Projects
Home Away From Home
Two people switch islands and discover the beauty of positive disasters.
Pálína travels from Iceland to the Canary Islands to meet Pedro, a man she met on the Internet. Their meeting turns out to be a disaster, he sets her coat on fire, his demented grandmother, whom he lives with, strips her naked and a dead cat falls on her lap while on the way to a romantic dinner. Finally, Pedro locks Pálína up on a rooftop, intending to pick her up the next morning when he has gotten a grip of the situation. But the morning after she has disappeared. Pálína has been rescued by a fisherman and followed him to his reclusive house. To her own surprise, Pálína starts settling into this simple life. The fisherman is away most of the time and when there, he doesn’t talk. One day Pálína finds an intruder in the house. It is a little boy. She decides to stay and look after him. In the meantime, Pedro’s grandmother dies. Free now, he decides to go to Iceland and look for Pálína. He gets lost in the lava-landscape, cold and desperate and followed by an aggressive sheep. Luckily he comes across a woman that invites him to stay with her and her son. The two try to make him feel welcome but Pedro is not used to being taken care of by others and sneaks out in the middle of the night. While climbing a rock he gets stuck. A dangerous situation is avoided when the little boy helps him down. We leave Pedro and Pálína standing on different black beaches holding hands with the little boys.
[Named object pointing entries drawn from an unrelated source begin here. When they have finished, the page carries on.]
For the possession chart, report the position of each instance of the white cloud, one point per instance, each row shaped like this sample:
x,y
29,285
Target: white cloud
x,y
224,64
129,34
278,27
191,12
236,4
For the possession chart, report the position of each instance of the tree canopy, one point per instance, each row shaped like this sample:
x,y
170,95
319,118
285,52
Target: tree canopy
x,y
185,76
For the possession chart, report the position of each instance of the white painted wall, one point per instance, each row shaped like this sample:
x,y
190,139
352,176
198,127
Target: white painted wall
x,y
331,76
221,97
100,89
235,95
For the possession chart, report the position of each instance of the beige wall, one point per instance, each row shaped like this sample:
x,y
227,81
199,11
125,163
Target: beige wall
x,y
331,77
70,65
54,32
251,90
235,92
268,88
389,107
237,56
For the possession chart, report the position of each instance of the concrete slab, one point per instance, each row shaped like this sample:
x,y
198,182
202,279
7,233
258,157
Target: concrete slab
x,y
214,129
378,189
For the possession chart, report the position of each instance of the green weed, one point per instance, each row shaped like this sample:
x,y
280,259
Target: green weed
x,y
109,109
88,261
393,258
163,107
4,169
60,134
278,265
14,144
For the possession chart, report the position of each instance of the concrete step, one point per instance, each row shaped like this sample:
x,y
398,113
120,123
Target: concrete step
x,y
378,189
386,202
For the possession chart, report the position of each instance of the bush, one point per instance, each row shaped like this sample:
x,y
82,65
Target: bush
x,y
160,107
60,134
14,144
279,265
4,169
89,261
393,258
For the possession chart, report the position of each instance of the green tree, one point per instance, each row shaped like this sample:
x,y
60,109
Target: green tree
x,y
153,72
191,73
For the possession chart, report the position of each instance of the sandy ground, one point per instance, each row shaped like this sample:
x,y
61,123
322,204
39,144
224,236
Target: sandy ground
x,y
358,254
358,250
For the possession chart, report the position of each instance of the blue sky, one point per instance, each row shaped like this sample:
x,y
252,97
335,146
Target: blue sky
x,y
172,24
The film is set on two volcanic islands that float between two continents on the opposite sides of Europe, north and south. The islands look the same. One is very cold, the other warm. The main characters reflect this. They are the opposite sides of the same character and their destinies mirror each other. They feel alien in their own skin. Try to get away, but end up in a place that seems exactly the same as the one they were running away from. Only now they are forced to deal with solitude and with nature; not in control of anything, they have to accept whatever fate brings to them. They are forced to be in the company of people they would not have chosen to be with, do things they would have deemed of no importance and finally become parents of children they barely know. Living on an island is contradictory. Islanders try never to be alone, but are lonely most of the time. The landscape, like the people, seems harsh from a distance but embraces the ones that dare come close. The small population means having a lot of space, but being surrounded by the sea is very claustrophobic. The community gives limited stimulation, basically because you always meet the same people, people you know things about that you have no business knowing. The brave ones choose to live on the edge of society in close contact with nature. Being alone in volcanic nature is challenging and stimulating. You experience yourself as an active part of creation. You listen to your breath, the wind rushing around you, a lonely bird calls out, then an airplane flies over, dozens of people breaking into your solitude. You watch them disappear and are alone again, listening to the wind and the sea humming in the distance. You are in total harmony with nature. Suddenly you feel like someone is watching you. You look around and see a funky sheep staring intensely at you. You feel afraid and very stupid. You rush to your car and drive to the safety of the city. The characters of the film can’t get away, they have to look that sheep in the eye and face their own fears.